I’d heard of Ian Dury to be sure, but never really engaged with his music or life story so the film Sex & Drugs & Rock & Roll – a biography of his life – was pretty much brand new information for me. For those not to speed like me, Dury was stricken with polio at a young age, suffering lifelong disabilities as a result but also gaining the drive and determination to become one of the founder of the punk-rock music scene in Britain in the 1970s with his band The Blockheads. At the same time, his personal life wound a chaotic path as he balanced a wife and two children with the demands of a touring band and his parade of lovers.

Mat Whitecross’ film is full of boundless energy as it mixes Dury’s rise to fame with flashbacks to a childhood spent in a brutal institution and enthusiastic performance clips with Andy Serkis rocking the joint in an excellent performance as Dury. He reveals Dury to be a proudly artistic soul, a talented wordsmith and determined to weave his own path through life, even as he causes the wreckage of many others alongside him.
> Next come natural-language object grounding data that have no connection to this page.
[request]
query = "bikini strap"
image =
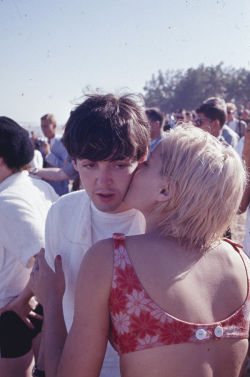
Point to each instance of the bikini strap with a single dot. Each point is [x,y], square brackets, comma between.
[235,245]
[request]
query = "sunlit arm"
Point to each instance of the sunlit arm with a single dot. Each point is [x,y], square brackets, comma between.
[85,346]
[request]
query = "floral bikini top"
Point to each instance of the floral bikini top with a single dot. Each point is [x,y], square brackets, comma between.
[138,323]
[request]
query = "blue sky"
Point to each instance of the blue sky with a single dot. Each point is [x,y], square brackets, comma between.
[51,50]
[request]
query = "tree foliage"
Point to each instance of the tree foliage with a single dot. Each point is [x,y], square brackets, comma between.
[187,89]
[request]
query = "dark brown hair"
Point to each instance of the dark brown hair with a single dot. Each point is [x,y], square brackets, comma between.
[107,127]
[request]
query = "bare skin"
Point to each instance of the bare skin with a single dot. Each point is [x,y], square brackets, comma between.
[216,279]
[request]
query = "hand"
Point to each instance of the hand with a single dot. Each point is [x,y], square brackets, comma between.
[45,148]
[23,308]
[45,282]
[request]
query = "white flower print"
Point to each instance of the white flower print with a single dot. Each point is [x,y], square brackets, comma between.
[137,302]
[114,284]
[147,340]
[121,257]
[121,323]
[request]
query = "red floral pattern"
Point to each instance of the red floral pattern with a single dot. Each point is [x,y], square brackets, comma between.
[138,323]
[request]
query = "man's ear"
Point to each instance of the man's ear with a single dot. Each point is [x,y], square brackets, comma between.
[167,191]
[74,164]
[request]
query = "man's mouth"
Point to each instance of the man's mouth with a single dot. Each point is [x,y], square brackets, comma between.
[105,197]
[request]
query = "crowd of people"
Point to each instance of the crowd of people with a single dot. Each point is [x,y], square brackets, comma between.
[129,274]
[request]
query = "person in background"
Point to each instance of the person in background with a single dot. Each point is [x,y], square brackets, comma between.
[237,125]
[24,203]
[54,152]
[107,137]
[211,117]
[174,301]
[156,121]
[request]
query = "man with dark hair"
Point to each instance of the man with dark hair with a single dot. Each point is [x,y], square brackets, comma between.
[107,138]
[212,116]
[55,154]
[24,203]
[237,125]
[156,121]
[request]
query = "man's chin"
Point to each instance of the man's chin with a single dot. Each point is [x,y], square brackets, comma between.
[111,207]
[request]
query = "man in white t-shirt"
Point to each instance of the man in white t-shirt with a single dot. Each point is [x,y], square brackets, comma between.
[106,137]
[24,203]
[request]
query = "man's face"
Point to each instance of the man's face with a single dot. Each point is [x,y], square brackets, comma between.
[230,115]
[106,182]
[48,128]
[207,125]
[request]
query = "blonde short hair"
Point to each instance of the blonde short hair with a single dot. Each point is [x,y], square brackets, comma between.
[206,183]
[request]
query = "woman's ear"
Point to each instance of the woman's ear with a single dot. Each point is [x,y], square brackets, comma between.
[167,191]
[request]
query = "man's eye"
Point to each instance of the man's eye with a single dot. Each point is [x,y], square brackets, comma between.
[89,166]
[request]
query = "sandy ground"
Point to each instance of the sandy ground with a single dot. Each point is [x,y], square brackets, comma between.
[238,232]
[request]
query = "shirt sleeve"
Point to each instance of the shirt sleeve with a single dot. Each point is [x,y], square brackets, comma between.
[22,229]
[50,237]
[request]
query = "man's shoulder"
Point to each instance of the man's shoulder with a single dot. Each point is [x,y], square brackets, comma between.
[71,202]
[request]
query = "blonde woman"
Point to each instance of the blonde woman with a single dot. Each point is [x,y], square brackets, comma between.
[174,301]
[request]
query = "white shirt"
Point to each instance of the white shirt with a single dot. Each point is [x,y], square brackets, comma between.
[24,203]
[73,225]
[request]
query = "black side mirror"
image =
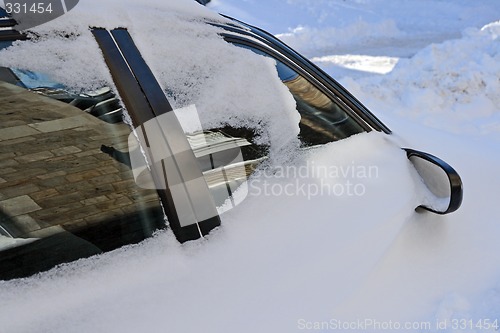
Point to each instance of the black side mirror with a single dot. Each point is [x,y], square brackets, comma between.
[442,181]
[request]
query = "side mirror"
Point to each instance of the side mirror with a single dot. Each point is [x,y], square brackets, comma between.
[445,191]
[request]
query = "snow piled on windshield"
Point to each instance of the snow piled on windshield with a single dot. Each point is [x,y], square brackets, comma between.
[279,262]
[277,258]
[188,57]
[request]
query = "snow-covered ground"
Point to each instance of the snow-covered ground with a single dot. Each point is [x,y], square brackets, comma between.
[428,69]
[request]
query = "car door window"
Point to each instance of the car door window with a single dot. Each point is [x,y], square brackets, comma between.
[323,119]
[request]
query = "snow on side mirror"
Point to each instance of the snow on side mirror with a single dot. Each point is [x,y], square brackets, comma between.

Personally, I’m not a fan of the archetypal narrative that often accompanies genius, their gifts to the world exculpating them from being decent human beings and that is true here. 

He cheats wantonly on his wife Betty, Olivia Williams doing her best with a rubbish part and tries to scupper her future happiness as she sets up home with a new bloke (and who wouldn’t leave their husband for Luke Evans, even with a Welsh accent); he barely acts as a parent to his children and sweeps the very young Baxter up into his fast-moving, drug-taking circle without any sense of responsibility; and even the woman he chooses to live with, Naomie Harris’ groupie Denise, he soon takes advantage of and neglects on an alternate basis.

Is it all fine because he wrote some good songs? Because he overcame difficult personal circumstances? I don’t know, I don’t know if it even really matters beyond my own weird sense of morality in these things. And in any case, the film is largely enjoyable. Fun cameos abound too – friends of Filter Poppy Miller and Ferdy Roberts appear late on as teachers, the revolving carousel of band members includes Arthur Darvill, Sam Spruell and Mackenzie Crook; and Toby Jones is creepily effective as an oppressive orderly from Dury’s childhood.